The disappointing reports suggest the tough virus is coming back after being knocked briefly into submission, just as many experts feared it would.
“Over the past year, we had a honeymoon period,” said Dr. Steven Deeks. “The epidemic will likely split in two, and for half the people, we will need new therapeutic options.”
Deeks presented data from the University of California at San Francisco’s large public AIDS clinic at San Francisco General Hospital.
Prescriptions of so-called three-drug cocktails - two older AIDS drugs plus one of the new class of medicines called protease inhibitors - clearly have revolutionized AIDS care. In many places, more than 90 percent of AIDS patients are taking these combinations, and typically people start on them as soon as they learn they are infected, even before they get sick.

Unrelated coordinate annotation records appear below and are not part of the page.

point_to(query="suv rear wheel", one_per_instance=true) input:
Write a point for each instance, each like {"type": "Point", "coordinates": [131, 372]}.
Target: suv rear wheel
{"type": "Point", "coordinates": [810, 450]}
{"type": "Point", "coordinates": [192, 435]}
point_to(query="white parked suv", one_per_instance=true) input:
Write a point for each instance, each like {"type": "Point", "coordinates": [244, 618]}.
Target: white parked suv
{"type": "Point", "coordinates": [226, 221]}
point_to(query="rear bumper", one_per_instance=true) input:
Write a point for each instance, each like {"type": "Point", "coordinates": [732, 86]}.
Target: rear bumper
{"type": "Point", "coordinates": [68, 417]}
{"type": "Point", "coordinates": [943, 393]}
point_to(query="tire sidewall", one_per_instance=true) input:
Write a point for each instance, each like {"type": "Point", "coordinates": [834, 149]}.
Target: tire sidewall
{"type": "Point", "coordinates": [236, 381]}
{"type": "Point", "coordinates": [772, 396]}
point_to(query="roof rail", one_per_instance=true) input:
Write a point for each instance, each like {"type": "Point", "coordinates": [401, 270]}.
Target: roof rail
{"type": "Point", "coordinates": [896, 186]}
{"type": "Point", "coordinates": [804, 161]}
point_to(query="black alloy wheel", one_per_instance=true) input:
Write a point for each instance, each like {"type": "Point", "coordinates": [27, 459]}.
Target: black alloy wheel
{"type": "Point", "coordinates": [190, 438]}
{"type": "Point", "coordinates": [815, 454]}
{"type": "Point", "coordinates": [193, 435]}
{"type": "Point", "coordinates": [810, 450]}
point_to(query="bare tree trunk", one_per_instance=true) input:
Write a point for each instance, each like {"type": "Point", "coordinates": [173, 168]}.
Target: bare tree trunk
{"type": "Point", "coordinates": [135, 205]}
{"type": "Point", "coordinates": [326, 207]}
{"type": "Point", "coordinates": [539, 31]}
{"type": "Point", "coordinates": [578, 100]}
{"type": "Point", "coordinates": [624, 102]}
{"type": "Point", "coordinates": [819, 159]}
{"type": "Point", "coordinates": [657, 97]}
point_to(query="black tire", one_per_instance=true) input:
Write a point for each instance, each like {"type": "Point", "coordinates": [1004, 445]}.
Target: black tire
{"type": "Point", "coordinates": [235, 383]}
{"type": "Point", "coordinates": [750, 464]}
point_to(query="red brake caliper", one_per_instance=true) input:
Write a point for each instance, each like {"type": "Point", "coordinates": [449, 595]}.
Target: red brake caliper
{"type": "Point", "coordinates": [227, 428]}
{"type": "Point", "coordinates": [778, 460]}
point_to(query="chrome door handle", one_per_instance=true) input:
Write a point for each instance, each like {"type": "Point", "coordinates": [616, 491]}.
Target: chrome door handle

Patients whose disease-fighting T cells were ravaged by HIV have gotten out of bed, regained normal lives and even gone back to work. However, many worried from the start that the virus would eventually grow resistant to the protease inhibitors and resume its insidious destruction.
The latest data, presented Monday at an infectious disease conference sponsored by the American Society of Microbiology, suggests this is indeed happening regularly.
Deeks and colleagues reviewed the records of 136 HIV-infected people who started on protease inhibitors in March 1996, when Crixivan and Norvir, the first two powerful protease inhibitors, came on the market.
Most patients responded dramatically. Their virus levels dropped so low they could not be found on standard tests. But since then, the virus has returned to detectable levels in 53 percent.
Although this is ominous, no one knows exactly what it means.
“All of our ‘failures’ are clinically feeling very well,” said Deets. “It’s very important to understand we have no idea of the prognosis of people who have resistant virus.”
Deets said other large AIDS clinics are having similar experiences, although his is the first to present the data publicly.
“There is a whole mixture of explanations” for the failures, said Dr. David Ho of the Aaron Diamond AIDS Research Center in New York City.
Ho said that for people who had relatively low virus levels when they started taking the drugs and had not used other AIDS medicines, failure almost always means they did not take their pills on schedule. Even missing a few doses can ruin the treatment.
“Compliance is absolutely critical,” Deets said. “When we say compliance, we mean rigid adherence to over 20 pills a day.”
Also at high risk of failure are those who were on other AIDS drugs before starting protease inhibitors or whose T cell counts were very low.
Deets said his data are far different from the carefully controlled drug experiments sponsored by pharmaceutical companies to demonstrate the medicines’ potential. These studies show far more encouraging results.
Among the longest-running of these is a study of 28 patients who have been taking Crixivan, AZT and 3TC. Dr. Roy Gulick of New York University said Monday that after almost two years, the virus is still undetectable in 22 of them, or 79 percent.
Deets said real-world experience is not as promising as the trials because patients in the studies are less sick to start with and more highly motivated to scrupulously follow their drug regimens.
Also presented Monday was the first large study of the use of protease inhibitors in children. Just over half appeared to be responding well after three months of therapy.